Application of machine learning techniques to predict the compressive strength of steel fiber reinforced concrete.

The accurate prediction of compressive strength (CS) in steel fiber reinforced concrete (SFRC) remains a critical challenge due to the material's inherent complexity and the nonlinear interactions among its constituents. This study presents a robust machine learning framework to predict the CS of SFRC using a large-scale experimental dataset comprising 600 data points, encompassing key parameters such as fiber characteristics (type, content, length, diameter), water-to-cement (w/c) ratio, aggregate size, curing time, silica fume, and superplasticizer.

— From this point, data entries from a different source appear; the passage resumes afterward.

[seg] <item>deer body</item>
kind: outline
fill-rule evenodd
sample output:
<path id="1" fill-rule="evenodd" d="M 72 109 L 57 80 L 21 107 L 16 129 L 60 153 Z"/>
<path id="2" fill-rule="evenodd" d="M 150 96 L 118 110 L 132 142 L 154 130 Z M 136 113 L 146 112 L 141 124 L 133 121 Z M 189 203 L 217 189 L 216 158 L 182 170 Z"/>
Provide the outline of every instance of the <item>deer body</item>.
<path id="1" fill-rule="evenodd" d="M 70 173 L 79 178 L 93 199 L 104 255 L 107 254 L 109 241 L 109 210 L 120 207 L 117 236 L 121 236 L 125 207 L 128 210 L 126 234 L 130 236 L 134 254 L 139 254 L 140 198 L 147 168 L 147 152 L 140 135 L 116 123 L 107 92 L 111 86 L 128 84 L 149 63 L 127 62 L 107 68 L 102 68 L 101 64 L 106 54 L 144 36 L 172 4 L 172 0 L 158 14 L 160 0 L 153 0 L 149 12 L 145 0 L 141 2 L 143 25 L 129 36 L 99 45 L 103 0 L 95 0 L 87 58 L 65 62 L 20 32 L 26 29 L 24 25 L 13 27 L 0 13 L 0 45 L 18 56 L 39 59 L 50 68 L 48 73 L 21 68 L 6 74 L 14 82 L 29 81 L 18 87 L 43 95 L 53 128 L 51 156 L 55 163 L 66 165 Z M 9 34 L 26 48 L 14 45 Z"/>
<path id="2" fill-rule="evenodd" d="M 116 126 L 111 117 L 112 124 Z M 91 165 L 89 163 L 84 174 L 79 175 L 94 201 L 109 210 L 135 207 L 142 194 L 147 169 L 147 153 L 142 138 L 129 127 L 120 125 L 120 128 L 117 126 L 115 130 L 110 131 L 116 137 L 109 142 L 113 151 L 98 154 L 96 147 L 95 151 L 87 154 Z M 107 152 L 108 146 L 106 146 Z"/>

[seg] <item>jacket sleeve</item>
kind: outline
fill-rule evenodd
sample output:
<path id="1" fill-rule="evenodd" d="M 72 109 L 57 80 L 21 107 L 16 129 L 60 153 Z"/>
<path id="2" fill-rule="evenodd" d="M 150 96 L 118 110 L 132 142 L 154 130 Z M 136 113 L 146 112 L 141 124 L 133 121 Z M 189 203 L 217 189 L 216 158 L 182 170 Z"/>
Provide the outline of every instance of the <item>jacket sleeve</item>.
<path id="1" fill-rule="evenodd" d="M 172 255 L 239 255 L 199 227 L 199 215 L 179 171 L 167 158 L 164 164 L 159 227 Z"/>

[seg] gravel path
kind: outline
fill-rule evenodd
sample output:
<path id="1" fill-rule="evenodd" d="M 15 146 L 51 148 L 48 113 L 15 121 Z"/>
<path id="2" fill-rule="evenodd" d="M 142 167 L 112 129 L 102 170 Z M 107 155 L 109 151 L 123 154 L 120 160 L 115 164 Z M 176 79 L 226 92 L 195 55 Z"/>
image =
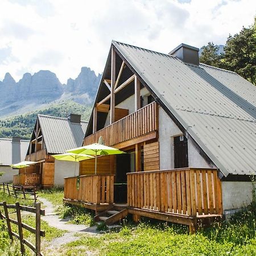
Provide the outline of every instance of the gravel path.
<path id="1" fill-rule="evenodd" d="M 46 216 L 42 216 L 42 219 L 46 221 L 51 226 L 67 231 L 67 233 L 62 237 L 53 239 L 48 245 L 47 249 L 60 247 L 70 242 L 78 240 L 79 236 L 77 234 L 79 233 L 86 233 L 90 236 L 95 236 L 98 234 L 98 232 L 96 231 L 96 226 L 89 227 L 85 225 L 72 224 L 68 223 L 69 219 L 59 218 L 55 212 L 53 205 L 49 201 L 42 197 L 38 197 L 38 199 L 43 204 L 46 211 Z"/>

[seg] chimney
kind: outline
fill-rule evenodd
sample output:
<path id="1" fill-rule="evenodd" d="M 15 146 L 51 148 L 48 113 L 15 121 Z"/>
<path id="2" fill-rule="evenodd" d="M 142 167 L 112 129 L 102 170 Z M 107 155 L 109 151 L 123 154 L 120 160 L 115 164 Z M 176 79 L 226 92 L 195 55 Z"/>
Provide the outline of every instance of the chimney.
<path id="1" fill-rule="evenodd" d="M 20 137 L 14 136 L 11 139 L 11 162 L 19 163 L 20 159 Z"/>
<path id="2" fill-rule="evenodd" d="M 186 63 L 199 65 L 199 49 L 188 44 L 180 44 L 169 52 L 170 55 L 177 57 Z"/>
<path id="3" fill-rule="evenodd" d="M 81 115 L 77 114 L 70 114 L 68 117 L 68 119 L 71 123 L 81 123 Z"/>

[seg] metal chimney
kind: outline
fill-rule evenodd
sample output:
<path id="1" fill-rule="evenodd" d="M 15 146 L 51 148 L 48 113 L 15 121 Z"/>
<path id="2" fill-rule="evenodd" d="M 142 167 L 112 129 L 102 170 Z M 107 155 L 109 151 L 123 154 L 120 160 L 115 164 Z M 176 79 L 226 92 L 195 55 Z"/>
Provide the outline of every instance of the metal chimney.
<path id="1" fill-rule="evenodd" d="M 169 52 L 186 63 L 199 65 L 199 49 L 185 44 L 180 44 Z"/>

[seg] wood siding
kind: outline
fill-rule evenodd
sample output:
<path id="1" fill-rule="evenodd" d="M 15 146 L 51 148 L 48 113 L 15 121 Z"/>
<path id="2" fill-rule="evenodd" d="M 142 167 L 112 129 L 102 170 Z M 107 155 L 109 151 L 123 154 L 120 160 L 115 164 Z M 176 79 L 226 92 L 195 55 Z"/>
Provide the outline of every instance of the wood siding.
<path id="1" fill-rule="evenodd" d="M 114 175 L 84 175 L 64 179 L 64 198 L 89 204 L 113 204 Z"/>
<path id="2" fill-rule="evenodd" d="M 216 169 L 174 169 L 127 174 L 128 205 L 196 217 L 221 214 Z"/>
<path id="3" fill-rule="evenodd" d="M 144 171 L 159 170 L 159 142 L 144 145 Z"/>
<path id="4" fill-rule="evenodd" d="M 106 146 L 113 146 L 158 130 L 158 107 L 154 102 L 88 136 L 84 145 L 98 142 L 102 136 Z"/>
<path id="5" fill-rule="evenodd" d="M 52 187 L 54 184 L 54 163 L 43 163 L 42 184 L 43 187 Z"/>
<path id="6" fill-rule="evenodd" d="M 97 174 L 114 174 L 115 173 L 115 156 L 107 155 L 97 159 Z M 85 160 L 80 162 L 79 175 L 94 174 L 95 159 Z"/>

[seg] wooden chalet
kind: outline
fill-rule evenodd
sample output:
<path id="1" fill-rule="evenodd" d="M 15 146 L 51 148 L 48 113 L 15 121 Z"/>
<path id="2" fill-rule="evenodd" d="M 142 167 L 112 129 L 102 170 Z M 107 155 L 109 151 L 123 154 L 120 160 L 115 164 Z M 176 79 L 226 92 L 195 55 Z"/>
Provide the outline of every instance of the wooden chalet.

Six advanced regression-based algorithms, including support vector regression (SVR), Gaussian process regression (GPR), random forest regression (RFR), extreme gradient boosting regression (XGBR), artificial neural networks (ANN), and K-nearest neighbors (KNN), were benchmarked through rigorous model validation processes including hold-out testing, K-fold cross-validation, sensitivity analysis, and external validation with unseen experimental data. Among the tested models, GPR consistently outperformed all others, achieving a maximum coefficient of determination (R²) of 0.93 and the lowest root mean square error (RMSE) of 16.54, thereby demonstrating superior capability in capturing the underlying nonlinear relationships within the data. The generalization performance of each model was examined by systematically altering input variables (fiber type, fiber content, w/c ratio, and aggregate size) while holding other parameters constant. GPR showed remarkable agreement with empirical trends across all validation cases, accurately identifying strength peaks and non-linear behavioral shifts, such as the parabolic relationship between w/c ratio and CS. Models like XGBR, SVR, and RFR provided reasonable estimates but lacked the precision of GPR under complex conditions. In contrast, ANN and KNN demonstrated weaker performance, frequently underpredicting or failing to capture key trends. By leveraging the predictive power and interpretability of advanced machine learning models, this research promotes a paradigm shift in structural engineering workflows.